Today it can be said that this indeed happened, and in parallel to Russians’ fuller acquaintance with Guénon’s work, those aspects which were lost in the overall context of presenting the foundations of Traditionalism in The Ways of the Absolute have come to stand out. In our opinion, the gap that separates orthodox “Guenonism”, or literal adherence to Guénon’s thought in all major and minor issues, from the slightly different version of understanding metaphysical questions to which we ourselves adhere, is evermore clear. Before Guenon’s worldview became known to us in its general contours, it was premature to insist on the quality and essence of this gap, and by and large meaningless insofar as such would resemble a comparison between two unknown values. With the development of one of these values, the more prominent became the second, closely related to the first.

In The Ways of the Absolute, we based ourselves on a particular metaphysical tradition whose main lines were developed in a very closed and discrete intellectual milieu associated with such thinkers at Geydar Dzhemal, Yuri Mamleev, and Evgeniy Golovin. Having inherited from them a taste for paradoxical pivot in metaphysical intuition, we tried to combine this with orthodox Traditionalism, subjecting the latter to corrections arising out of the spirit of the above-mentioned school. The result was this book.
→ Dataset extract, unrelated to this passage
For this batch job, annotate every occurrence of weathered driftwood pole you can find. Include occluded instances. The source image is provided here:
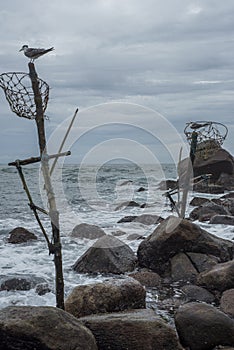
[28,62,64,309]
[180,131,197,219]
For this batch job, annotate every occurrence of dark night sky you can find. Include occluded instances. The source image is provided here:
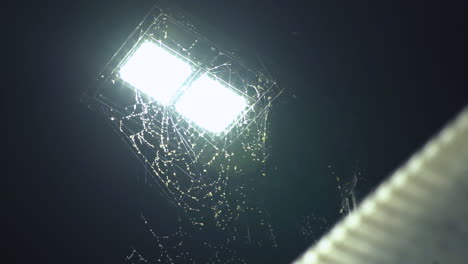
[2,0,468,263]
Intensive development of certain ideas has led the author to a whole series of new metaphysical conclusions which have been expressed in our other works, first and foremost in The Metaphysics of the Gospel.

We have decided to introduce some minor edits (mostly in the citations) in the text of this second edition of The Ways of the Absolute, since some suspicions have gradually been reborn as convictions, and certain arguments in orthodox Guénonist terms are so inadequate that we have resolved to withdraw them from the text or, in the very least, substantially correct them. Nevertheless, it is extremely important to consider the chronology of the writing and first edition of this book, as such was the first step in what was a kind of “revelation of Traditionalism.”